Key problems of data-heavy R&D.

The complexity of modern R&D data often blocks realizing the scientific progress promised by high-resolution readouts and computation.

Here we list key problems we see and how we think about solving them.

Data cannot be accessed at all#




Object storage.

Data in object storage can’t be queried.

Index observations and variables and link them in a query database.

Pile of data.

Data can’t be accessed as it’s not structured and siloed in fragmented infrastructure.

Structure data both by biological entities and by provenance with one interface across storage and database backends.

Data cannot be accessed at scale#




Anecdotal data.

Data can’t be accessed at scale as no viable programmatic interfaces exist.

API-first platform.

Cross-storage integration.

Molecular (high-dimensional) data can’t be efficiently integrated with phenotypic (low-dimensional) data.

Index molecular data with the same biological entities as phenotypic data. Provide connectors for low-dimensional data management systems (ELN & LIMS systems).

Scientific results are not solid#




Stand on solid ground.

Key analytics results cannot be linked to supporting data as too many processing steps are involved.

Provide full data provenance.

Collaborative science across organizations is hard#




Siloed infrastructure.

Data can’t be easily shared across organizations.

Federated collaboration hub on distributed infrastructure.

Siloed semantics.

External data can’t be mapped on in-house data and vice versa.

Provide curation and ingestion API, operate on open-source data models that can be adopted by any organization.

R&D misses opportunities for higher effectiveness#




Optimal decision making.

There is no framework for tracking decision making in complex R&D teams.

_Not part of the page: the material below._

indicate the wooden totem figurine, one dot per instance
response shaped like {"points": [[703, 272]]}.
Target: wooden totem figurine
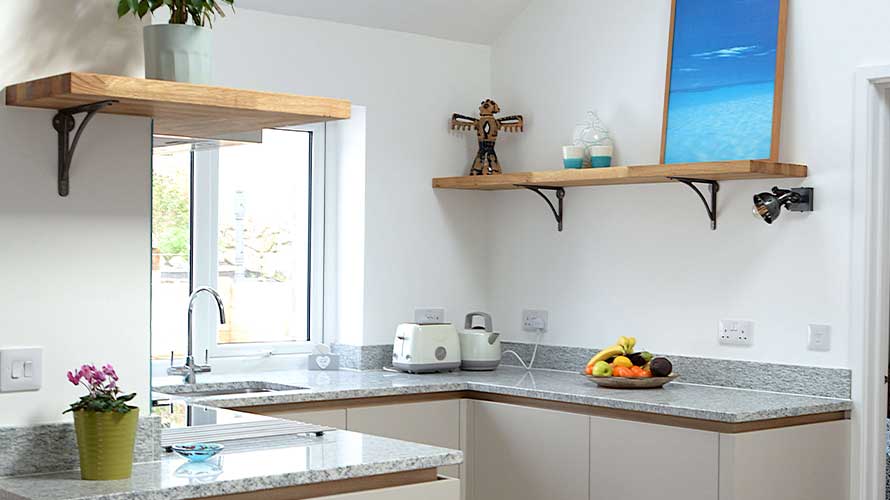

Graph of data flow in R&D team, including scientists, computation, decisions, predictions. Unlike workflow frameworks, LaminDB creates an emergent graphs.

Dry lab is not integrated.

Data platforms offer no adequate interface for the drylab.

API-first with data scientist needs in mind.

Support learning.

There is no support for the learning-from-data cycle.

Support data models across the full lab cycle, including measured → relevant → derived features. Manage knowledge through rich semantic models that map high-dimensional data.

Standard data platforms lack the support of basic R&D operations#




Development data.

Data associated with assay development can’t be ingested as data models are too rigid.

Allow partial integrity in LaminDB’s implementation of a data lakehouse: ingest data of any curation level and label them with corresponding QC flags.

Corrupted data.

Data is often corrupted.

Full provenance allows to trace back corruption to its origin and write a simple fix, typically, in form of an ingestion constraint.

Building an R&D data platform is hard#




Aligning data models.

Data models are hard to align across interdisciplinary stakeholders.

Lamin’s data model templates cover 90% of cases, the remaining 10% can be get configured.


Existing platforms lock organizations into specific cloud infrastructure.

Open-source and multi-cloud stack with zero lock-in danger.

Migrations are a pain.

Migrating data models in a fast-paced R&D environment can be prohibitive.

LaminDB’s schema modules migrate automatically.